私がエステティックの世界に入ったのは、今思えば最愛の父が脳腫瘍で倒れたことが大きなきっかけだったように思います。それは私がまだ19歳で、養護教諭になることを目指して専門学校に通っていた頃のこと。幼い頃から目の中に入れても痛くないというほど父に可愛がられて育ち、成長してもなお自他ともに認める父親っ子だった私は、父の生死を分ける一大事を目の前にして、学業どころではなくなってしまいました。
また日を追ううちに、今度はだんだん家計のことが心配になりはじめました。一家の大黒柱だった父が働けないという状態がこのまま続けば生活が不安定になり、父だけでなく母やまだ高校生だった弟、家族全員が共倒れになってしまう。その前に私がこの状況を何とかしなければ……と。

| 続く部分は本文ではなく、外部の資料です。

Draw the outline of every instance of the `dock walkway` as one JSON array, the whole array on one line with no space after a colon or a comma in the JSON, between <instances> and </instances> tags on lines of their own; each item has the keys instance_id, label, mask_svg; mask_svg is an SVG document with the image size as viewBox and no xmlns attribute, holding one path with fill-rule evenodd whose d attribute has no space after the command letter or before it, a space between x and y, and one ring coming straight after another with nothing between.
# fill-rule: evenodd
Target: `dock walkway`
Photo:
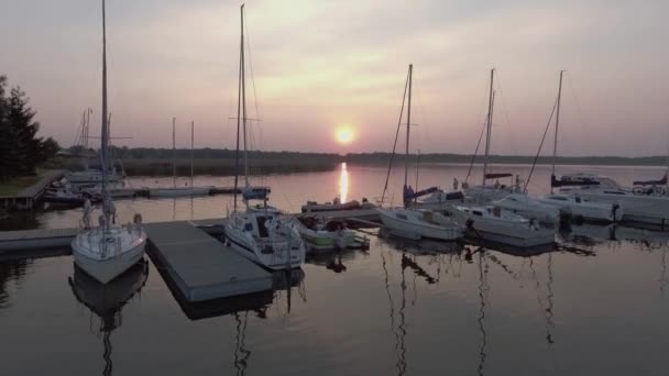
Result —
<instances>
[{"instance_id":1,"label":"dock walkway","mask_svg":"<svg viewBox=\"0 0 669 376\"><path fill-rule=\"evenodd\" d=\"M188 301L272 289L268 272L187 221L149 223L144 230L149 255Z\"/></svg>"},{"instance_id":2,"label":"dock walkway","mask_svg":"<svg viewBox=\"0 0 669 376\"><path fill-rule=\"evenodd\" d=\"M65 176L65 169L52 169L44 174L37 183L22 189L19 193L13 196L0 196L0 207L6 209L32 210L35 202L42 198L42 195L44 195L44 191L52 181L61 179Z\"/></svg>"}]
</instances>

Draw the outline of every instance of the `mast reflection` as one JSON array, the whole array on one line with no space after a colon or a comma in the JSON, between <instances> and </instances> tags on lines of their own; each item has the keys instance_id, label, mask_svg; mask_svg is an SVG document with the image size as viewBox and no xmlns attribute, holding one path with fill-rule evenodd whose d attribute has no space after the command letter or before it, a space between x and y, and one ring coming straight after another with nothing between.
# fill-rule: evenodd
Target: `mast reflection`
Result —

そこで、少しでも家計の支えになるのなら、と学校をやめ、自ら進んで働きに出ることにしたのです。というのも、専業主婦の母はもともと病弱でそれまで仕事などしたことのない人でしたし、私も子供の頃からなるべく早く社会に出たい、と思っていたこともあったからです。学校をやめたのは、私の通っていた看護学校が全寮制で、そこにいる限り父の側で面倒をみることができない、というのも大きな理由でした。
そういうわけで、私はさっそく就職活動へ。いくつかの選択肢のなかから決まった職場は美容院で、国家資格試験のある美容師見習いとして働くことになりました。先々に役立つよう手に職をつけることができ、かつ実践しながら少しでもお給料がいただける。そんな当時の私には願ってもないお仕事だったからです。もちろん、高校生くらいの頃から、ファッションやヘアメイクといった華やかな世界への憧れがあったことも決め手でした。
そんな憧れの世界に対する好奇心や家族を支えたいという思いは、私を仕事に打ち込ませる大きな原動力となり、私は日を追うごとに働くことが楽しくて仕方がなくなっていきました。やがて働き始めてから約2年が経ったころ、さらに女性の美を磨く技術を究めたいという欲が出はじめ、ヘアメイクだけではなく念願のエステティックも学ぼうと、業界の最大手のひとつであるTBCへと転職することに。この頃には父の具合もすっかり回復していたので、心おきなく自分自身のやりたいことに向かって突き進んでいくことができたのです。